Create or Update Collection
The Create or Update Collection component is a powerful tool in the Retrieval Augmented Generation(RAG) category. It manages a Vector Database collection by allowing you to create a new collection or update an existing one. Specify a database provider, collection name, and partition details while configuring embeddings and document structures. The component supports adding, updating, or deleting documents based on defined conditions, ensuring efficient storage and retrieval of vector-based data.
Overview
The Create or Update Collection component creates or updates Vector Database collections. The component manages the storage infrastructure required for semantic search and vector-based retrieval in GenAI applications.
This component serves as the final step in RAG pipeline preparation, taking chunked text data and converting it into a searchable vector database collection with embeddings.
How to use:
Important
You must use a mandatory custom function which transforms chunk arrays into collection data format. Place the Call Custom Function component immediately after the Chunk Text and before Create or Update Collection.
The custom function should implement following logic:
Access session data using session = message.request.session and pipeline_id = message.get_arg('pipeline_id').
For multiple documents (loop scenario): Get current document URL using loop_item = session.get_session_data(pipeline_id, 'loop_item') and extract document name using document_name = os.path.basename(loop_item).
For single document: Get document name from input parameter using request_inputs = message.request.httpRequest.get("inputs", {}) and document_name = request_inputs.get("input_var_name", "default_value").
Retrieve processed chunks using chunks = session.get_session_data(pipeline_id, 'doc_chunks').
Error handling: Raise ValueError if chunks is None or empty. Initialize empty results list.
Process each chunk in iteration: Generate unique UUID using random_id = str(uuid.uuid4()), create structured entry as chunk_entry = {"id": random_id, "document_name": document_name, "text": chunk}, append to results list.
Return complete results array. This transformation ensures each chunk becomes a properly structured database record with unique identification, source document tracking, and embeddable text content.

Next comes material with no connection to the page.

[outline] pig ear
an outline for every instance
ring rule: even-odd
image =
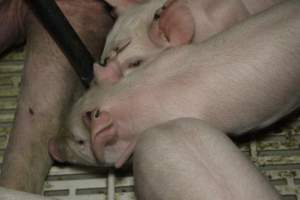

COLLECTION DATA SOURCE: The collection_data input must always use session source pointing to the output variable from the prerequisite custom function (typically mapped as session path like "transformed_chunks" or "collection_ready_data").
Key Terms
Term |
Definition |
|---|---|
Vector Database |
A specialized database is designed to store and search vector embeddings, which are numerical representations of text, images, or other data. |
Collection |
A container in a vector database that holds a set of related documents and their vector embeddings. |
Embeddings |
Numerical vector representations of data (like text) that capture semantic meaning, allowing for similarity-based searches. |
Schema |
The structure defines how data is organized in the collection, including field names, data types, and properties. |
When to Use
You can use the Create or Update Collection component when:
Setting up a new RAG system that requires vector storage.
You need to store and retrieve data using semantic similarity rather than exact matching.
To update existing vector collections with new documents or schema changes.
Building GenAI applications that need to reference external knowledge.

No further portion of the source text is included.